I just wanted to take a moment to explore openness and how it applies to grief. We’ve moved, at least in the States, to place so much emphasis on keeping an open heart that we’ve neglected to value the opposite. To every yin, there is a yang and this is what keeps things in balance.
After losing Bill, I struggled to keep my heart and my mind open. How could I, after losing the person I loved most in this world? But I kept forcing myself to be open and to talk and talk and talk some more about what happened. I also kept forcing myself to connect with other people who’d been through something traumatic, telling myself that I could help them in some way. Maybe this is true. And in hindsight, I needed to connect with others but I definitely gave too much of myself away and felt even more soul-sick after a while.
Keeping an open heart is always important, but we would never advise someone about to have heart surgery to be out and open in the wild world of germs and infection. And this is a similar idea: protect that which is so fragile. You may feel, like I did, tender to the touch, as if you just got over a major illness and you’ve lost your physical strength. Listen to that.

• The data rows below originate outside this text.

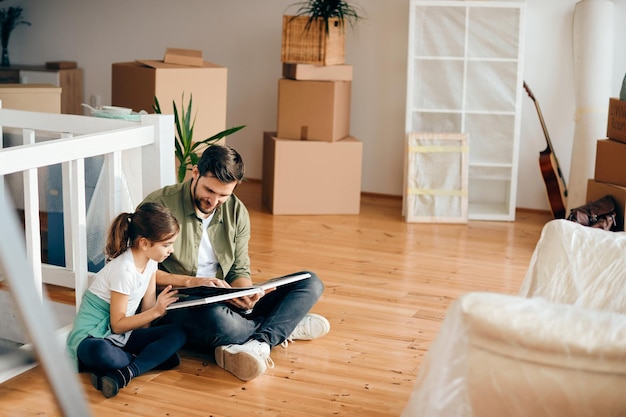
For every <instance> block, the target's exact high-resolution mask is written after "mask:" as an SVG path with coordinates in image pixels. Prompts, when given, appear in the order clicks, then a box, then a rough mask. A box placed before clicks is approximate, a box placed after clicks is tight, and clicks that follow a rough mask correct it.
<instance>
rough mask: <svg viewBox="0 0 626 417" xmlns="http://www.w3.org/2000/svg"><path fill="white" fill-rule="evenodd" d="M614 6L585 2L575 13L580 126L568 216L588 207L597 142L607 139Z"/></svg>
mask: <svg viewBox="0 0 626 417" xmlns="http://www.w3.org/2000/svg"><path fill="white" fill-rule="evenodd" d="M613 27H614V4H613V2H612V1H611V0H582V1H579V2H578V3H576V6H575V9H574V23H573V43H574V86H575V89H576V125H575V129H574V143H573V146H572V159H571V165H570V167H571V168H570V175H569V182H568V201H567V209H568V212H569V210H571V209H572V208H574V207H578V206H581V205H583V204H585V203H586V202H587V201H586V190H587V179H589V178H593V177H594V169H595V155H596V141H597V140H598V139H602V138H604V137H606V123H607V117H608V114H607V113H608V103H609V97H611V77H612V72H613V51H614V49H613V34H614V29H613Z"/></svg>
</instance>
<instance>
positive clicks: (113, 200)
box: [0, 109, 175, 308]
mask: <svg viewBox="0 0 626 417" xmlns="http://www.w3.org/2000/svg"><path fill="white" fill-rule="evenodd" d="M0 131H2V132H3V133H6V132H12V133H13V134H17V135H21V137H22V138H23V145H17V146H11V147H5V148H3V149H0V198H9V192H8V191H9V190H8V189H6V186H5V184H4V180H3V176H5V175H9V174H16V173H18V175H19V173H22V176H23V182H24V201H23V204H24V207H23V208H24V215H25V233H26V250H27V256H28V259H29V261H30V262H31V263H32V266H33V272H34V276H35V284H36V285H35V286H36V288H39V289H41V288H42V284H43V283H44V282H46V283H53V284H57V285H62V286H68V287H74V288H75V289H76V307H77V308H78V306H79V304H80V298H81V296H82V294H83V292H84V291H85V289H86V288H87V286H88V281H89V273H88V262H87V222H86V218H87V207H86V203H85V202H86V195H85V159H86V158H90V157H94V156H100V155H102V156H104V166H103V169H102V172H103V175H105V176H106V179H107V181H105V182H104V183H105V184H106V187H107V189H106V194H105V195H106V196H108V198H107V199H106V200H105V201H107V207H106V208H105V217H106V219H105V222H104V223H105V224H107V225H108V223H109V222H110V221H111V220H112V219H113V217H114V216H115V215H116V214H117V213H118V212H119V211H121V207H122V206H121V202H122V195H123V194H124V192H123V190H122V184H123V183H125V180H124V174H123V171H127V170H128V169H126V168H124V169H123V165H124V164H126V165H125V167H126V166H128V167H130V170H131V171H132V172H134V173H132V172H131V173H130V174H129V173H128V172H126V177H127V178H128V177H131V178H132V181H128V183H129V184H130V185H132V186H131V187H130V190H129V192H130V198H131V201H132V203H133V204H135V205H136V204H137V203H138V202H140V201H141V199H142V198H143V197H144V196H145V195H146V194H147V193H148V192H150V191H152V190H154V189H156V188H159V187H161V186H163V185H167V184H172V183H174V182H175V177H174V173H175V168H174V157H173V156H174V119H173V116H172V115H144V116H141V121H140V122H135V121H126V120H117V119H105V118H96V117H88V116H77V115H64V114H63V115H60V114H51V113H39V112H26V111H18V110H8V109H0ZM41 138H44V139H43V140H42V139H41ZM1 144H2V143H1V142H0V145H1ZM55 164H61V167H62V170H61V171H62V184H63V219H64V222H63V223H64V242H65V266H64V267H58V266H54V265H47V264H42V258H41V244H40V242H41V231H40V219H39V215H40V203H39V194H40V193H39V191H40V188H41V186H40V184H39V180H38V170H39V169H42V168H45V167H49V166H51V165H55ZM133 170H134V171H133ZM2 221H3V220H2V219H0V230H2V229H3V227H2Z"/></svg>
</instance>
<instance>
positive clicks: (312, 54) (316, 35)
mask: <svg viewBox="0 0 626 417" xmlns="http://www.w3.org/2000/svg"><path fill="white" fill-rule="evenodd" d="M290 7H298V9H297V10H296V12H295V15H293V16H287V15H286V16H283V36H282V50H281V60H282V62H291V63H306V64H317V65H337V64H343V63H344V51H345V33H346V23H347V24H349V25H350V26H351V27H353V28H354V26H355V24H356V23H357V22H358V21H359V20H361V19H363V14H362V12H361V10H360V8H359V7H358V6H356V5H354V4H351V3H350V2H348V1H345V0H304V1H300V2H297V3H294V4H292V5H291V6H290Z"/></svg>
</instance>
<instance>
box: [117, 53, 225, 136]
mask: <svg viewBox="0 0 626 417" xmlns="http://www.w3.org/2000/svg"><path fill="white" fill-rule="evenodd" d="M111 70H112V71H111V73H112V74H111V75H112V92H111V103H112V105H114V106H120V107H130V108H132V109H133V110H134V111H137V112H138V111H140V110H145V111H147V112H148V113H153V111H152V105H153V104H154V97H155V96H156V97H157V98H158V100H159V104H160V105H161V110H162V112H163V113H165V114H173V112H174V111H173V106H172V101H174V102H176V106H177V107H178V108H179V111H180V107H181V100H182V98H183V93H184V95H185V106H186V105H187V103H188V101H189V97H190V96H193V108H192V111H193V113H194V114H197V116H198V117H196V124H195V126H194V131H193V133H194V134H193V136H194V139H195V140H203V139H206V138H208V137H211V136H213V135H214V134H216V133H218V132H221V131H222V130H224V129H225V128H226V97H227V75H228V74H227V69H226V67H222V66H219V65H216V64H213V63H210V62H206V61H203V58H202V51H196V50H191V49H179V48H167V50H166V52H165V55H164V59H163V60H147V59H143V60H136V61H133V62H118V63H114V64H113V65H112V68H111Z"/></svg>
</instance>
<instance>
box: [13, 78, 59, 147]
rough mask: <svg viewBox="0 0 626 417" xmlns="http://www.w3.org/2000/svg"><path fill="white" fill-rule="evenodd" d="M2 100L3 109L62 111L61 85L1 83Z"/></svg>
mask: <svg viewBox="0 0 626 417" xmlns="http://www.w3.org/2000/svg"><path fill="white" fill-rule="evenodd" d="M0 100H2V108H3V109H13V110H25V111H38V112H44V113H61V87H55V86H53V85H51V84H0ZM0 143H1V139H0Z"/></svg>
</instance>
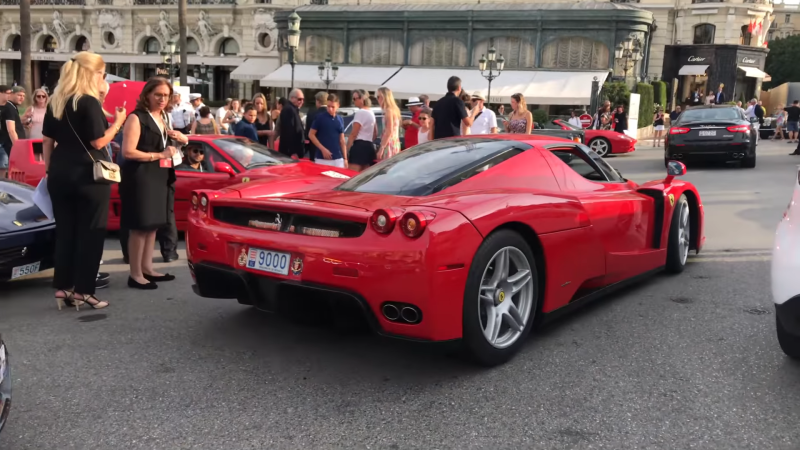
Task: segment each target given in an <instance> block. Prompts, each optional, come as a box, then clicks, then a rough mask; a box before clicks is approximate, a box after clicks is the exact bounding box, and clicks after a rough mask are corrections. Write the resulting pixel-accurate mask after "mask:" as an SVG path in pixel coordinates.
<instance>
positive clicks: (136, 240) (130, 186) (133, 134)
mask: <svg viewBox="0 0 800 450" xmlns="http://www.w3.org/2000/svg"><path fill="white" fill-rule="evenodd" d="M171 98H172V85H170V83H169V81H168V80H167V79H165V78H161V77H153V78H151V79H150V80H149V81H148V82H147V84H145V86H144V88H143V89H142V93H141V95H140V96H139V101H138V103H137V105H136V109H135V110H134V111H133V112H132V113H131V114H130V116H128V120H127V121H126V122H125V129H124V131H123V141H122V153H123V156H124V157H125V164H124V165H123V166H122V183H120V187H119V195H120V200H121V201H122V218H121V226H122V228H125V229H127V230H130V238H129V240H128V258H129V260H130V277H129V278H128V286H129V287H131V288H135V289H156V288H157V287H158V286H157V285H156V282H161V281H172V280H174V279H175V277H174V276H172V275H170V274H161V273H158V272H156V271H155V269H154V268H153V247H154V245H155V240H156V231H157V230H158V229H159V228H161V227H163V226H165V225H166V224H168V223H169V211H170V208H172V205H169V188H170V185H171V184H172V183H174V182H175V169H174V165H177V164H180V162H181V161H180V157H178V158H175V155H176V154H177V153H178V149H176V148H175V147H174V146H172V145H169V141H170V139H172V140H174V141H178V142H180V143H181V144H186V143H187V142H188V139H187V138H186V136H185V135H184V134H183V133H180V132H178V131H174V130H171V129H170V127H169V119H168V118H167V113H166V112H165V111H164V110H165V109H166V108H167V106H168V104H169V99H171Z"/></svg>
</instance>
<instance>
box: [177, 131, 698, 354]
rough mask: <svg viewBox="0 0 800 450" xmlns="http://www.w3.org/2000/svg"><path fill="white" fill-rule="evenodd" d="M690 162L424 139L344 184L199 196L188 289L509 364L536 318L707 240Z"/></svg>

To say that the opposite of openness is closedness does this concept a huge disservice. It implies being shut off to love and life, which is not the point at all. Think of it rather as a dormancy. Any living being in nature needs time to shut down and to recharge. Since I work in wine, I can only draw from that: vines absolutely need dormancy to rest and recharge before the next productive season. If a winter is abnormally warm and they are denied dormancy, fruit either will not be born or it will be incredibly sub-par.

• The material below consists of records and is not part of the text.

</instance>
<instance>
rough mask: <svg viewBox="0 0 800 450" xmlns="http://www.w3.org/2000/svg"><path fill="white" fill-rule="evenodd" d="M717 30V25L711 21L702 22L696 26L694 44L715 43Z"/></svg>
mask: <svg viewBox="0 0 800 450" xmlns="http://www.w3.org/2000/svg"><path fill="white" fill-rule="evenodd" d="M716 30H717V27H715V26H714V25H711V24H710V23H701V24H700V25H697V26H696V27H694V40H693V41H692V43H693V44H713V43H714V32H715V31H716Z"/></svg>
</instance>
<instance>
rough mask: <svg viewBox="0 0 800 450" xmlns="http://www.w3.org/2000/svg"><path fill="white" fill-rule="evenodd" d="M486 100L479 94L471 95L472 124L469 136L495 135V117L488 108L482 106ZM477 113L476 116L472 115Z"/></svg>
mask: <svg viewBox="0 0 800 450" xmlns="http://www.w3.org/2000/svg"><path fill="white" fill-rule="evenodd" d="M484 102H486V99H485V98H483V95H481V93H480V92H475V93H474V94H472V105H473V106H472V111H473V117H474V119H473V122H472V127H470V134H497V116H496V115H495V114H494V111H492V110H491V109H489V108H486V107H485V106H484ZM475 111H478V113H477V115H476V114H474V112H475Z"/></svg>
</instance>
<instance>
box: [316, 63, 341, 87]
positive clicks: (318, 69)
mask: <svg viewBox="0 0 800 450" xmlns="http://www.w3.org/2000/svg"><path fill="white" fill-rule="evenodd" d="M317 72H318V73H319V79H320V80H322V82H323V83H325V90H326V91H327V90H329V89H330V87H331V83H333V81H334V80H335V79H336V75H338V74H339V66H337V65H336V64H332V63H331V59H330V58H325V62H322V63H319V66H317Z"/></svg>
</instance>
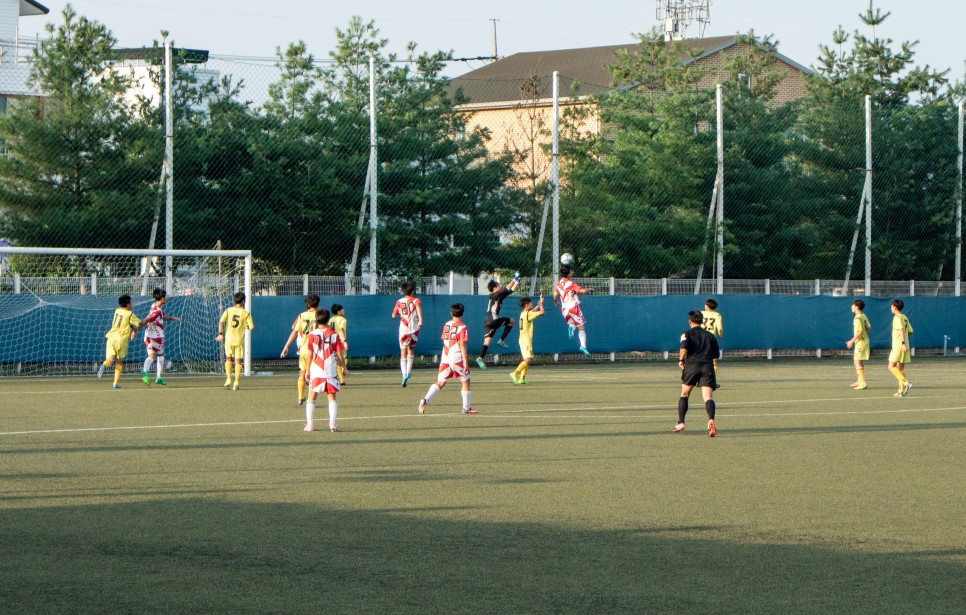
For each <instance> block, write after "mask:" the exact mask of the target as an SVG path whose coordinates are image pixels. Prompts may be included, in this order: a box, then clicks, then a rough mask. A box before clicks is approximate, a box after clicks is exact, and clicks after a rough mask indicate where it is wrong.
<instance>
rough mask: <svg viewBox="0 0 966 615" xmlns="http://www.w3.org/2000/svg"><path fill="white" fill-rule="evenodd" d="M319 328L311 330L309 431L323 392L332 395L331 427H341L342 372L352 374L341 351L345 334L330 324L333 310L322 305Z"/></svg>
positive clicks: (308, 416)
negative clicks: (341, 371) (335, 399)
mask: <svg viewBox="0 0 966 615" xmlns="http://www.w3.org/2000/svg"><path fill="white" fill-rule="evenodd" d="M315 322H316V325H317V327H316V329H315V330H314V331H312V332H311V333H309V335H308V339H307V340H306V345H307V346H308V349H309V355H310V356H311V365H310V366H309V375H310V376H311V378H312V381H311V384H310V385H309V399H308V401H306V402H305V428H304V429H305V431H314V430H315V422H314V415H315V400H316V398H317V397H318V395H319V393H325V394H326V396H327V397H328V398H329V430H330V431H339V424H338V423H337V422H336V419H337V418H338V414H339V404H338V403H337V402H336V401H335V394H336V393H338V392H339V372H338V368H339V367H341V368H342V373H343V374H346V375H348V373H349V369H348V368H347V367H346V365H345V362H344V361H343V360H342V355H341V354H340V353H341V351H342V350H344V349H345V346H343V345H342V338H340V337H339V334H338V333H336V332H335V331H334V330H333V329H332V328H331V327H329V310H327V309H325V308H322V309H320V310H319V311H318V316H317V317H316V319H315Z"/></svg>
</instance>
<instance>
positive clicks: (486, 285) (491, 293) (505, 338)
mask: <svg viewBox="0 0 966 615" xmlns="http://www.w3.org/2000/svg"><path fill="white" fill-rule="evenodd" d="M519 283H520V272H519V271H518V272H516V273H515V274H514V275H513V279H512V280H510V281H509V282H508V283H507V285H506V286H501V285H500V283H499V282H497V281H496V280H490V282H489V284H487V285H486V288H487V290H489V291H490V302H489V303H488V304H487V306H486V320H484V321H483V348H481V349H480V356H478V357H477V358H476V364H477V365H478V366H479V367H480V369H483V370H485V369H486V363H485V362H484V361H483V359H484V358H485V357H486V351H487V350H489V349H490V342H492V341H493V336H494V335H496V332H497V331H499V330H500V327H503V335H501V336H500V339H499V340H498V341H497V344H499V345H500V346H502V347H503V348H507V345H506V338H507V336H508V335H510V331H512V330H513V319H512V318H503V317H501V316H500V308H501V307H503V300H504V299H506V298H507V297H509V296H510V295H511V294H512V293H513V291H515V290H516V289H517V285H518V284H519Z"/></svg>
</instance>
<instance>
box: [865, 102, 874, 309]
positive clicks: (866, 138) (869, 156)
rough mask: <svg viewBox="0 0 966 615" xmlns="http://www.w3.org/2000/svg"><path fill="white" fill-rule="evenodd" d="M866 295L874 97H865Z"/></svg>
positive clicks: (867, 273) (865, 223) (870, 286)
mask: <svg viewBox="0 0 966 615" xmlns="http://www.w3.org/2000/svg"><path fill="white" fill-rule="evenodd" d="M865 185H866V190H865V192H866V203H865V295H866V296H867V297H869V296H871V294H872V97H871V96H869V95H866V97H865Z"/></svg>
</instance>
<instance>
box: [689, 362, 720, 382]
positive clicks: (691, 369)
mask: <svg viewBox="0 0 966 615" xmlns="http://www.w3.org/2000/svg"><path fill="white" fill-rule="evenodd" d="M681 384H686V385H688V386H698V387H714V386H715V380H714V365H713V364H712V363H685V364H684V370H683V371H682V372H681Z"/></svg>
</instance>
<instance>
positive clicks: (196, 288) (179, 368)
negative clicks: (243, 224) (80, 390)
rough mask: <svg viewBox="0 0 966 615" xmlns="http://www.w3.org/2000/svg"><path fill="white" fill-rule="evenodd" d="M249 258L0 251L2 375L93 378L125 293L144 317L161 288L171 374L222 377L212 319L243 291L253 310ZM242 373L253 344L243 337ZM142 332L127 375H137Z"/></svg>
mask: <svg viewBox="0 0 966 615" xmlns="http://www.w3.org/2000/svg"><path fill="white" fill-rule="evenodd" d="M251 262H252V256H251V251H242V250H198V251H195V250H120V249H119V250H108V249H82V248H14V247H2V248H0V376H63V375H93V374H95V373H96V371H97V368H98V367H99V366H100V364H101V362H102V361H103V360H104V354H105V346H106V340H105V338H104V334H105V333H106V332H107V331H108V330H109V329H110V328H111V320H112V317H113V315H114V310H115V309H116V308H117V307H118V299H119V297H121V296H122V295H130V297H131V303H132V310H133V312H134V314H135V315H136V316H137V317H138V318H140V319H142V320H143V319H144V317H146V316H147V314H148V311H149V310H150V309H151V304H152V303H153V301H154V300H153V298H152V293H153V291H154V289H155V288H161V289H164V290H165V291H167V304H166V305H165V306H164V311H165V314H166V315H169V316H178V317H180V318H181V321H180V322H176V321H171V322H168V323H167V325H166V327H165V363H166V367H168V369H169V371H170V372H171V373H200V374H208V373H222V370H223V364H224V363H223V362H224V359H223V357H222V353H223V350H222V348H221V347H220V344H219V343H218V342H216V341H215V336H216V335H217V333H218V320H219V318H220V317H221V313H222V312H223V311H224V309H225V308H228V307H231V306H232V305H234V301H233V300H232V295H233V294H234V293H235V292H237V291H243V292H244V293H245V296H246V306H245V307H246V309H248V310H249V311H250V310H251ZM245 350H246V352H245V374H246V375H250V374H251V359H250V356H251V339H250V336H249V335H248V334H247V333H246V337H245ZM145 356H146V350H145V345H144V342H143V333H139V334H138V336H137V337H136V338H135V339H134V341H132V342H130V345H129V347H128V354H127V357H126V358H125V359H124V364H125V365H124V371H125V372H126V373H134V374H136V373H139V372H140V367H139V365H140V364H141V363H142V362H143V361H144V358H145Z"/></svg>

For the first month or so, I just felt so physically raw that I needed that peace. Openness, at that time, would not have helped at all because it invites in other possible problems when you’re already bearing the most pain you can.

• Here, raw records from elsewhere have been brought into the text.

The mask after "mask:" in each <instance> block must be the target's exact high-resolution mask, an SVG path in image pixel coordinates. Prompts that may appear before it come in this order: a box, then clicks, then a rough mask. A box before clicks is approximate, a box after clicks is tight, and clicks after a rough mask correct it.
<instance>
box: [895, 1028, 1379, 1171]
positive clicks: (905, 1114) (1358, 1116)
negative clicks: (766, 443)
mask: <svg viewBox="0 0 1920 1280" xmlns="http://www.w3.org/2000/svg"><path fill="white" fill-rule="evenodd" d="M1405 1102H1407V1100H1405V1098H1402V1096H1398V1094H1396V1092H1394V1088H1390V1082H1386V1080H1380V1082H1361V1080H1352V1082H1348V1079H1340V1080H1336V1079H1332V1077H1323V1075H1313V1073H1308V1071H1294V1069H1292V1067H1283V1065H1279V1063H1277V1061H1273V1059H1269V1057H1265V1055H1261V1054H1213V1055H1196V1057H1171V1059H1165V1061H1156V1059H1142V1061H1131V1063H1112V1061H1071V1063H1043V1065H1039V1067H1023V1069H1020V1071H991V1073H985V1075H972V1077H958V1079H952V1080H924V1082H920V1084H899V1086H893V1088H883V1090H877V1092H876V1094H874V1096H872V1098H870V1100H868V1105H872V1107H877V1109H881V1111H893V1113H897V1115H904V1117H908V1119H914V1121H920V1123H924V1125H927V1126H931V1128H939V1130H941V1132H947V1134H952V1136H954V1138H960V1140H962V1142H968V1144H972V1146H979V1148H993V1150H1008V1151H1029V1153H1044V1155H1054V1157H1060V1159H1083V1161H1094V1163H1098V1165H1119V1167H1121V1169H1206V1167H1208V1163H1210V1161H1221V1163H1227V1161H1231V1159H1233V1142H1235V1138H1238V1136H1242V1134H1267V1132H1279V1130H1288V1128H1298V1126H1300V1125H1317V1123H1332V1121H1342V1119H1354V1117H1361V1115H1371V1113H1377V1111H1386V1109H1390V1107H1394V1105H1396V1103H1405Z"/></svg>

This is not to say you should be closed off to help and kindness. Think of it as taking the mental stance of curling up. Many mammals curl up when they need to protect themselves. This is the same idea, but it’s mental and emotional protection.
We need to shift our thinking of openness to include dormancy as a vital part of overall health. After everything that has happened, I’ve needed to retreat from the world a bit and to rest and recover.